B y Krystle S. Morey

After being faulted by the state regarding an audit of its finances, the village of Granville has adopted a policy that will govern the amount of money it keeps in each of its funds.

The village board voted unanimously last week to put in place a plan to regulate its reserves.

The state Comptroller’s Office spent months reviewing the village’s budgets for the sewer fund and whether it took appropriate action to maintain the village’s overall fiscal stability.
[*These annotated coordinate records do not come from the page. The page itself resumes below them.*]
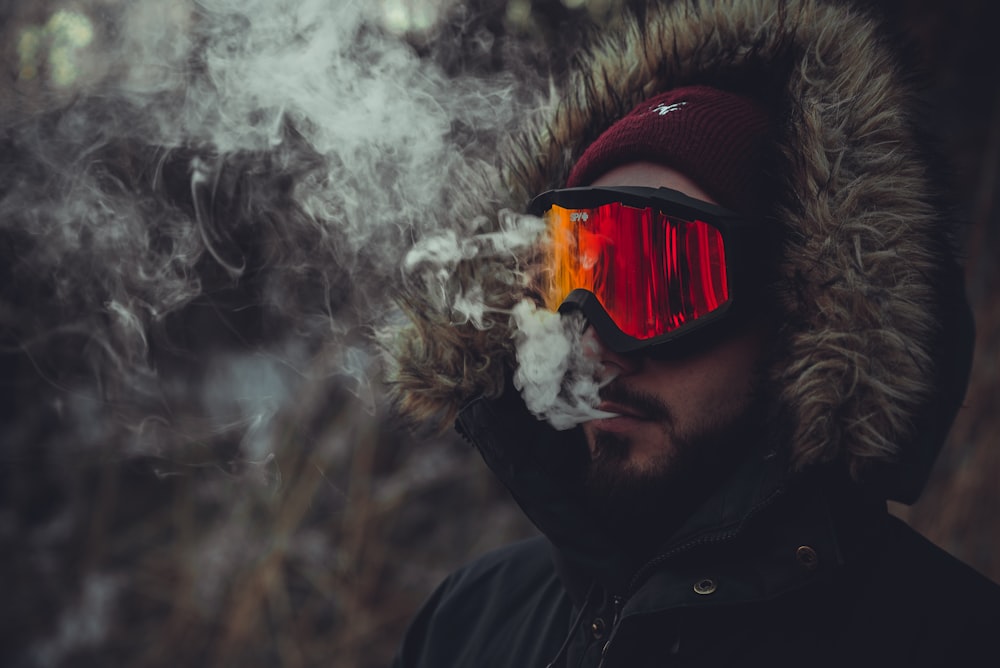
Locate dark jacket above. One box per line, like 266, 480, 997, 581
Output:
394, 0, 1000, 667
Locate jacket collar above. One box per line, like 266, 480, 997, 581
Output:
456, 393, 885, 615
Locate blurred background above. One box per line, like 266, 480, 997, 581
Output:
0, 0, 1000, 668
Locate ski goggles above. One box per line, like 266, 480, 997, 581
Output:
528, 187, 763, 353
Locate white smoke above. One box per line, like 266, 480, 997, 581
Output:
0, 0, 536, 459
511, 300, 615, 430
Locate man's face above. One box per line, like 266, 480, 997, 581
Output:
583, 163, 769, 544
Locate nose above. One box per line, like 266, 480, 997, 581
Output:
582, 327, 642, 378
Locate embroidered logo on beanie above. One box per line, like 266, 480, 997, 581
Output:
566, 86, 769, 214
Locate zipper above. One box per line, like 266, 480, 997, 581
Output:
597, 487, 784, 668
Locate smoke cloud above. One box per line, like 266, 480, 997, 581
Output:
511, 301, 615, 430
0, 0, 523, 460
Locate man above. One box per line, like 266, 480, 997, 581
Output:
382, 0, 1000, 666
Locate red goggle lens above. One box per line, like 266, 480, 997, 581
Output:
544, 202, 729, 340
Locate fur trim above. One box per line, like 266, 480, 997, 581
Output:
382, 0, 951, 475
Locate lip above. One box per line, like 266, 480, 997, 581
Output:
597, 401, 648, 420
588, 401, 649, 433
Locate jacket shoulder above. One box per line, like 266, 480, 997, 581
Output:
854, 517, 1000, 666
394, 537, 572, 668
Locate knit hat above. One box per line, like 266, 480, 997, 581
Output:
566, 86, 768, 214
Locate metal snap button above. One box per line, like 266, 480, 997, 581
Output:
694, 578, 716, 596
795, 545, 819, 571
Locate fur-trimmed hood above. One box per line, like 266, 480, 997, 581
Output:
390, 0, 972, 501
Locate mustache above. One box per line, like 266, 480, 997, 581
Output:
600, 380, 674, 424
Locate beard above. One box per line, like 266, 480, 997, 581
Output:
582, 377, 771, 559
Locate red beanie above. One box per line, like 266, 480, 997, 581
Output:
566, 86, 768, 214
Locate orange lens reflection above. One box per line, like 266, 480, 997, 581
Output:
545, 203, 729, 339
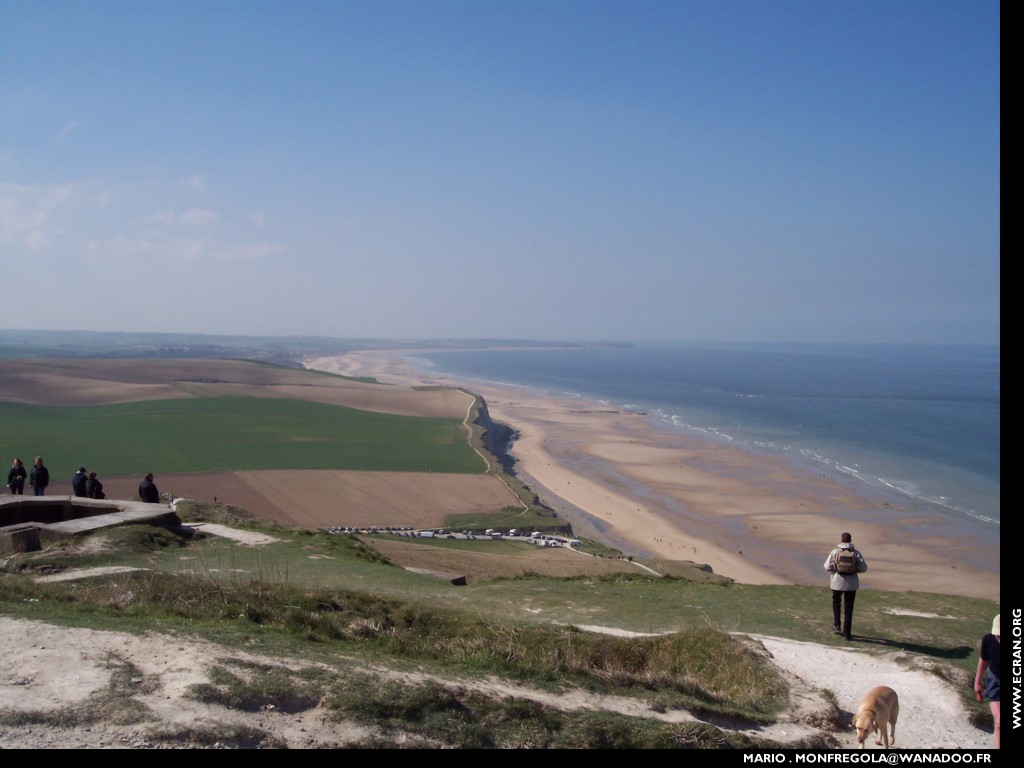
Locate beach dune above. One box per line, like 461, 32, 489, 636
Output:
306, 350, 999, 600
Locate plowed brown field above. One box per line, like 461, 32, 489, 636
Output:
0, 359, 518, 528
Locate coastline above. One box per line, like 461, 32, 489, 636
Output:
306, 350, 999, 601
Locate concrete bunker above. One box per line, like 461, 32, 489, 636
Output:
0, 496, 181, 554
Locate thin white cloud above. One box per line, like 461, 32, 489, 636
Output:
144, 208, 220, 227
99, 234, 287, 264
145, 211, 177, 226
179, 208, 220, 226
181, 173, 206, 193
57, 120, 78, 141
0, 183, 75, 247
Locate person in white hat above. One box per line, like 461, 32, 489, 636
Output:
974, 613, 999, 750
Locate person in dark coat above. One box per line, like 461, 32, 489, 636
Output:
7, 459, 29, 496
85, 472, 106, 499
824, 532, 867, 640
138, 472, 160, 504
71, 467, 89, 497
29, 456, 50, 496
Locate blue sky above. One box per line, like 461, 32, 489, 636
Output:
0, 0, 999, 343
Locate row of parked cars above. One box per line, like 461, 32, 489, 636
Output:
327, 525, 580, 548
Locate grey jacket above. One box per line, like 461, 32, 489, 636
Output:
825, 544, 867, 592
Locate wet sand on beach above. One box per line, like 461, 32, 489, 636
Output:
306, 350, 999, 600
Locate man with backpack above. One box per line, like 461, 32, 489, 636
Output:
825, 532, 867, 640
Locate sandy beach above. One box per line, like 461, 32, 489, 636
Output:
306, 350, 999, 601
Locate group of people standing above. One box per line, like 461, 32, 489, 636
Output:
7, 456, 50, 496
7, 456, 160, 504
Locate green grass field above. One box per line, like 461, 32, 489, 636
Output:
0, 396, 486, 475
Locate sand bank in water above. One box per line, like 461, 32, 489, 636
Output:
307, 350, 999, 600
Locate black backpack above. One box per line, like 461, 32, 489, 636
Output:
836, 549, 857, 575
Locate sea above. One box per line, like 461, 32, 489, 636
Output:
414, 342, 1000, 541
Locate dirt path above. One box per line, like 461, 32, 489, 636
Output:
0, 616, 991, 749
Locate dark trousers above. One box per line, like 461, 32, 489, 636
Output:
833, 590, 857, 637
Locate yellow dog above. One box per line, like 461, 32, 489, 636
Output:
853, 685, 899, 750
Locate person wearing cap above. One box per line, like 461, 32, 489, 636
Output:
825, 532, 867, 641
7, 458, 29, 496
71, 467, 89, 497
974, 613, 999, 750
29, 456, 50, 496
85, 472, 106, 499
138, 472, 160, 504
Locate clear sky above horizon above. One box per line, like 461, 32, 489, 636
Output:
0, 0, 1000, 343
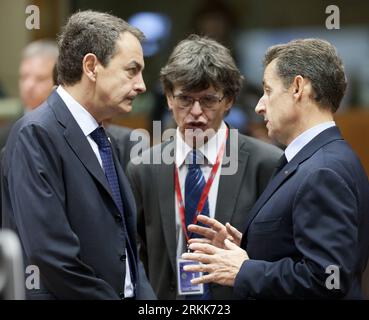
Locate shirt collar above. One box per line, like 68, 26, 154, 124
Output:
176, 121, 227, 168
56, 86, 99, 137
284, 121, 336, 162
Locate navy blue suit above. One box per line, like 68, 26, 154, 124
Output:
2, 92, 154, 299
234, 127, 369, 299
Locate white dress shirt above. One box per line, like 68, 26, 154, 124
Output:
284, 121, 336, 162
56, 86, 134, 297
174, 122, 227, 257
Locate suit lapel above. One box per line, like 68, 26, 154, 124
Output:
244, 127, 342, 239
154, 141, 177, 272
215, 132, 248, 223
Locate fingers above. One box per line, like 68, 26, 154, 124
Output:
188, 238, 211, 244
182, 252, 211, 264
191, 274, 213, 284
224, 239, 240, 250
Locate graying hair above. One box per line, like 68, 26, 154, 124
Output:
57, 10, 144, 85
160, 34, 243, 99
264, 39, 347, 112
22, 39, 59, 60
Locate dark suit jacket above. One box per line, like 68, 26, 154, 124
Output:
127, 131, 282, 299
234, 127, 369, 299
2, 92, 154, 299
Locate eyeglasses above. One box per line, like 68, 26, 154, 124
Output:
173, 94, 225, 109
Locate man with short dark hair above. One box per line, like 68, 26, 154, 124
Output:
127, 35, 281, 299
183, 39, 369, 299
2, 11, 154, 299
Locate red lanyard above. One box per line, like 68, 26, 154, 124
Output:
174, 127, 229, 242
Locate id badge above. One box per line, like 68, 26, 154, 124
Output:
177, 259, 204, 295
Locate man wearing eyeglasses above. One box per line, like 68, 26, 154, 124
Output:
127, 35, 281, 299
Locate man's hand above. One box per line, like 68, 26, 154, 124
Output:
188, 215, 242, 249
182, 239, 249, 287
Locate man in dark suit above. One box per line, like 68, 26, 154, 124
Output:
2, 11, 154, 299
127, 36, 282, 299
184, 39, 369, 299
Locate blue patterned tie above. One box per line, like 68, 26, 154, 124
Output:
90, 127, 135, 283
185, 150, 210, 300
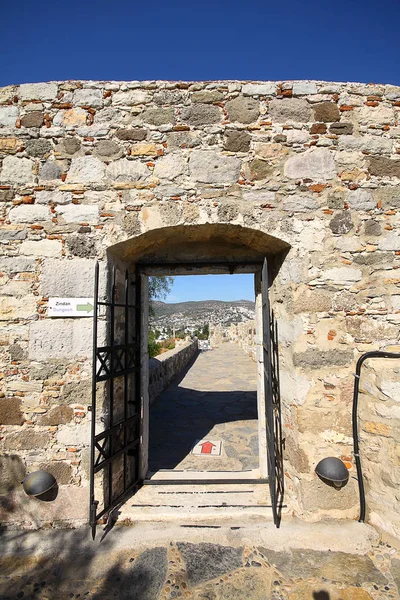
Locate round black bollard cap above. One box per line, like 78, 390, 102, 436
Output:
22, 471, 57, 496
315, 456, 349, 486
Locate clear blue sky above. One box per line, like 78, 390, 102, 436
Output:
0, 0, 400, 301
0, 0, 400, 85
164, 275, 254, 302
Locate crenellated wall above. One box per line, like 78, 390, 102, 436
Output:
149, 340, 198, 404
0, 81, 400, 527
210, 320, 257, 360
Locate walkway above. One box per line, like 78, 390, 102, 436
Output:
0, 520, 400, 600
149, 343, 258, 472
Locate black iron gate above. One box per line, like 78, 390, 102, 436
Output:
261, 259, 284, 527
90, 263, 142, 539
An audit released in July found that the village board consistently overestimated revenues and underestimated appropriations in the sewer fund budgets for fiscal years 2014-15 through 2016-17.

“The board overestimated revenues by a total of $118,684 (7.8 percent) and underestimated revenues by a total of $52,288 (3 percent) for the three-year period,” read the report.

Auditors said the board’s consistent over-expenditure of budgeted appropriations each year showed “a lack of realistic budgeting.”

To address the shortfalls, state officials recommended the village board adopt budgets that include adequate recurring revenues to finance recurring expenditures; formulate a plan to eliminate the sewer fund deficit; and adopt a fund balance policy to govern the level of fund balance to be maintained in each of the its funds.

The fund balance policy adopted at a board meeting last week, said Mayor Brian LaRose, will address the issue of governing its fund balance.

As far as eliminating the fund balance deficit in the sewer fund and improve cash flow in all funds, the village opted to raise water rents by $25 for each household unit, for a total of $385 annually, in 2018-19.